People issues are at the top of the agenda for almost every major public relations agency these days. But while most firms discuss the difficulties of attracting and retaining good people in general terms, few have focused on one of the specific challenges that faces the PR industry—it’s failure to adequately balance the work and family needs of female employees.
 
The vast majority of agencies have significantly more female than male employee at the junior levels—in many firms the ratio is as high as ten-to-one—yet at the same agencies men continue to occupy the vast majority of senior management positions, heading practice groups and managing offices.
 
Unless we believe that men are just inherently better at public relations than women, and therefore rise to the top through a process of natural selection, this is an issue that the industry should address. It may not be possible to accommodate every female employee—many will still make the quite legitimate choice to become full-time mothers and CEOs of their own households—but more and more agencies are coming to the conclusion that they can do better.
 
Burson-Marsteller, for example, recently introduced a wide range of benefits for employees, including emergency child and elder care, help with adoption, and enhanced family medical leave; discounts on health club memberships and museum admissions; and home/work initiatives including flex-time, and telecommuting.
 
But few agencies have gone as far as Silicon Valley technology specialist The Benjamin Group, which this week was named to Working Mother magazine’s list of the 100 Best Companies in America for Working Mothers for the second consecutive year.

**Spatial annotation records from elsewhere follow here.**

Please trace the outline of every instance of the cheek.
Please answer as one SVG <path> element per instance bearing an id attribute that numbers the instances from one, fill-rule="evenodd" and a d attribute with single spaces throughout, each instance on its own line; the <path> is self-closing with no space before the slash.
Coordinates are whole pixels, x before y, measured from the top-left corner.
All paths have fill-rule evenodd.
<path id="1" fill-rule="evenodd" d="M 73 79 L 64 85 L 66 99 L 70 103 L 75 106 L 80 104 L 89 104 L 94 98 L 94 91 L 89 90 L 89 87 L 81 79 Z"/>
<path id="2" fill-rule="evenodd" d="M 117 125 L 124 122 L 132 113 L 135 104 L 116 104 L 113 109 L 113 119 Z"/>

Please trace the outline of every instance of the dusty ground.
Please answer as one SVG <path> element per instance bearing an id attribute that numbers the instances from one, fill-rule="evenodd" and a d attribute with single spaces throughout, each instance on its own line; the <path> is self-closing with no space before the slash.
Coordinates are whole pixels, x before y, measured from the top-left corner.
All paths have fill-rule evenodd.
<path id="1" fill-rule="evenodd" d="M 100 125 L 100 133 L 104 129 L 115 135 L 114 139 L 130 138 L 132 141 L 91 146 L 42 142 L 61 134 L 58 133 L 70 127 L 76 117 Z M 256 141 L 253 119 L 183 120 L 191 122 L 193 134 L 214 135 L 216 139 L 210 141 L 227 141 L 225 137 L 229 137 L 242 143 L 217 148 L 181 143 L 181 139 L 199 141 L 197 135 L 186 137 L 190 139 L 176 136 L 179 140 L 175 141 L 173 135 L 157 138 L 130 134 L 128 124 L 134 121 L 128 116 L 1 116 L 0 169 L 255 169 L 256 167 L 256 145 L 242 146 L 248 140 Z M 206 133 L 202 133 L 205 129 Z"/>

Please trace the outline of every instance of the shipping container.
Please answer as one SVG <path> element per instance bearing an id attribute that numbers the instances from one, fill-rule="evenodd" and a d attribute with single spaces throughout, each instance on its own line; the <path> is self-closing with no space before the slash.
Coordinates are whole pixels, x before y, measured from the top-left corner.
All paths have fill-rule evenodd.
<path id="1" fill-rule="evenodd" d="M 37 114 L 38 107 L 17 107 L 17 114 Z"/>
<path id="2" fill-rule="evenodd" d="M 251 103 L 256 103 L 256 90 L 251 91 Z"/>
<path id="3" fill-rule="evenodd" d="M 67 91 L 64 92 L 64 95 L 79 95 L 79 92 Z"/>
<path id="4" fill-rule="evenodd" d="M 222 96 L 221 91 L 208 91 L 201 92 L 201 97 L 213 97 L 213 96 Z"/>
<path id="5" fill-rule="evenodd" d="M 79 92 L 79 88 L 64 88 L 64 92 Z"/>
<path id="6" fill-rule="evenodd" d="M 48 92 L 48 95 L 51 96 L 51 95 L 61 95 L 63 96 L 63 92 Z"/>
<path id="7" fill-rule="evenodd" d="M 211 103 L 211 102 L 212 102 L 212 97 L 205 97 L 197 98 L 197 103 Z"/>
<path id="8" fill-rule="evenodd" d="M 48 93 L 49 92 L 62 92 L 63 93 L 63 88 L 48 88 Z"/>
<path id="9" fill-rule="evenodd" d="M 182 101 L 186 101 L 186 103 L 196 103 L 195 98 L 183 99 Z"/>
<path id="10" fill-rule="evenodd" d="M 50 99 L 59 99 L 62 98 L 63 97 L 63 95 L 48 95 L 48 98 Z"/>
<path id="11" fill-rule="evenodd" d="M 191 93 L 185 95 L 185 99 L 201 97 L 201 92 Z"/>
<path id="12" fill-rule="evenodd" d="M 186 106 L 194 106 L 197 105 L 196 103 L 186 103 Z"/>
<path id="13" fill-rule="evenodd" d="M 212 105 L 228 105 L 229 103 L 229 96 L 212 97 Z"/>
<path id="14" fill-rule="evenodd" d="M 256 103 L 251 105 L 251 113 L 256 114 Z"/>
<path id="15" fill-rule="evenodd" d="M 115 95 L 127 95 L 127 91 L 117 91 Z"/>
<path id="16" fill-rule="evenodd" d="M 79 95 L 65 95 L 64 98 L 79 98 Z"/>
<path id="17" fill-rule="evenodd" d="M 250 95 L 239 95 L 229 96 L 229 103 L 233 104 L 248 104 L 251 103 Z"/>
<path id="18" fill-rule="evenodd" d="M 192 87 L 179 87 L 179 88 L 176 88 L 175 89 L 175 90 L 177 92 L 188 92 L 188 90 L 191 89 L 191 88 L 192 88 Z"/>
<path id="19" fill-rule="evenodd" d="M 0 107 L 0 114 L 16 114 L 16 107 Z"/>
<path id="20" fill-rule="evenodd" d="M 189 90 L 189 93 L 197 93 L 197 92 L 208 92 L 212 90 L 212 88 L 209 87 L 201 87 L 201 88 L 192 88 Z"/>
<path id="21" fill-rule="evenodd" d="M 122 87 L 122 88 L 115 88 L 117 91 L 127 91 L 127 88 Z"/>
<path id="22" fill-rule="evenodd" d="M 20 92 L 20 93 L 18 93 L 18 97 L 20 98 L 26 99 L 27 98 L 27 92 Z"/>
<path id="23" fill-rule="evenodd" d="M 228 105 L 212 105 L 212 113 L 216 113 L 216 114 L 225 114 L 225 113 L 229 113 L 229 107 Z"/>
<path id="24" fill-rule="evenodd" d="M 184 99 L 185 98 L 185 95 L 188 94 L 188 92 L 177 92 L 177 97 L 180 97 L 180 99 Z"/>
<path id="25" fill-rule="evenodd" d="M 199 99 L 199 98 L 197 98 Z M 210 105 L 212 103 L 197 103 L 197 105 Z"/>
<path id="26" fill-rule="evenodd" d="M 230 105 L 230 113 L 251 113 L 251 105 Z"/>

Founder and principal Sheri Benjamin has placed a high priority on balancing work and family needs since the day her agency opened its doors, and believes her commitment has paid off handsomely in terms of the firm’s ability to attract and retain the best people.
 
The Benjamin Group is the smallest business of any kind in California to offer licensed on-site childcare, which it has done since it had just 20 employees. The agency’s child care facility, now that Benjamin has about 80 people, supports 21 children, “from zero to six,” says Benjamin, and includes a recently expanded infant care facility. It is also one of only three woman-owned businesses on the Working Mother list.
 
“We are a testament that other small businesses can do this too,” says Benjamin. “There really are no excuses for small businesses not to implement family-friendly programs to assure that their employees maintain balanced lives. It does require employees to be more responsible, to make their own decisions, to plan their lives, but we have never experienced a downside.”
 
Like an increasing number of companies, The Benjamin Group offers flexible work hours to its employees, through what its president describes as “an extreme flex policy. We tell people, work with your managers and other members of your team to do whatever you need to do for the client, but if you have to leave at two o’clock to see your kid’s soccer match, do it. I’m going to be much more unhappy if you miss that game because you didn’t plan in advance.”
 
The agency also offers a Keep Smart program, which pays the costs of any continued learning activities in which employees may participate, and a Keep Fit program that reimburses for health club memberships, but only if they attend the health club at least twice a week. The agency even offers by-the-mile incentives for people who walk or run.
 
Benjamin says the agency’s reputation for offering these options to employees is a key factor in its ability to attract and retain good people. “It’s not just mothers,” she says. “We had a young guy join us six months ago. He’s single. He’s not using the child care facilities. But just the fact that we had these kinds of policies was one of the things that attracted him to our agency.”
 
This approach may be even more important in the future, says Benjamin, because members of the so-called Generation X are demanding that employers find ways to balance work and personal life. “They love it,” Benjamin says. “They appreciate the fact that we treat them like adults, that we treat them like human beings.”
 
If Working Mother’s survey is any guide, public relations firms will need to develop more progressive work-family programs just to keep pace with their clients. The magazine says that managers at Texas Instruments and other major companies are being trained to incorporate family-friendly policies into their decision making.
 
At DuPont and many other large companies, managers are evaluated on whether they support work-life goals, and some departmental managers must take a mandatory course on using flexibility as a business tool. Drugmaker Hoffmann-La Roche, meanwhile, holds managers accountable for ensuring that the women progress through the company ranks.
 
The magazine does not rank the Top 100, but lists 10 companies as exceptionally progressive. They were Citicorp/Citibank; Glaxo Wellcome; IBM; Johnson & Johnson; Eli Lilly; MBNA America; Merck & Co.; NationsBank; SAS Institute and Xerox.